X-DataInitiative / tick

Module for statistical learning, with a particular emphasis on time-dependent modelling
https://x-datainitiative.github.io/tick/
BSD 3-Clause "New" or "Revised" License
491 stars 108 forks source link

Test of random sampling #499

Closed claudio-ICL closed 1 year ago

claudio-ICL commented 1 year ago

This PR is about the tests of sampling functions from lib/cpp/random.

Three issues are addressed:

PhilipDeegan commented 1 year ago

@Mbompr some of the random tests have been failing since updating things for reasons unknown to me, please have a look and tell us what you think

claudio-ICL commented 1 year ago

Hi @Mbompr Could you please give some clarity about the tests on the random number generators?

My understanding is that we should do the following.
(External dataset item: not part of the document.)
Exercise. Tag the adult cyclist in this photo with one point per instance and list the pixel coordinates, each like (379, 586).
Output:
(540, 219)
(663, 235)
Assume we want to test that samples in the vector x are drawn from the exponential distribution, with unit rate. The null hypothesis would be that the samples in x are indeed drawn from Expon(1). Then, we should use kolmogorov smirnoff test and compare the empirical cdf of x with the theoretical cdf. The test would return a p-value. If indeed x is drawn from Expon(1), then the p-value should indicate that the null hypothesis cannot be rejected: the higher the p-value, the more confident we are in saying that the null hypothesis is true.

As a benchmark, one could do the following:

>>> from scipy import stats
>>> stats.kstest('expon', 'expon')
KstestResult(statistic=0.17823022417117995, pvalue=0.49370343902508884)

Or:

>>> rvs = stats.expon.rvs(size=10000)
>>> stats.kstest(rvs, 'expon')
KstestResult(statistic=0.005253711831793573, pvalue=0.9439901815922778)

Therefore, we should assert that the p-value calculated on our sample x is greater than some threshold t.

Mbompr commented 1 year ago

Sorry that is a bit old and I am not very proud of these tests that simply consist in checking that the C++ random number generator is working as expected... The tiny extra robustness they add to the project does not compensate the extra complexity they bring... From what I remember from statistical tests, your remarks look correct. But we can as well skip them if that makes things easier.

claudio-ICL commented 1 year ago

Hi @Mbompr It is good to have those tests. They were however a bit confusing and / or with too stringent requirements.

I would say that we modify the statistical tests based on Kolmogorov- Smirnov and on Chi-square as in this PR. In addition, I wrote the script tick.random.tests.qqplots which helps visualise how good the sampling from uniform distribution, gaussian distribution, exponential distribution, and Poisson distribution are. I think that overall the sampling is good.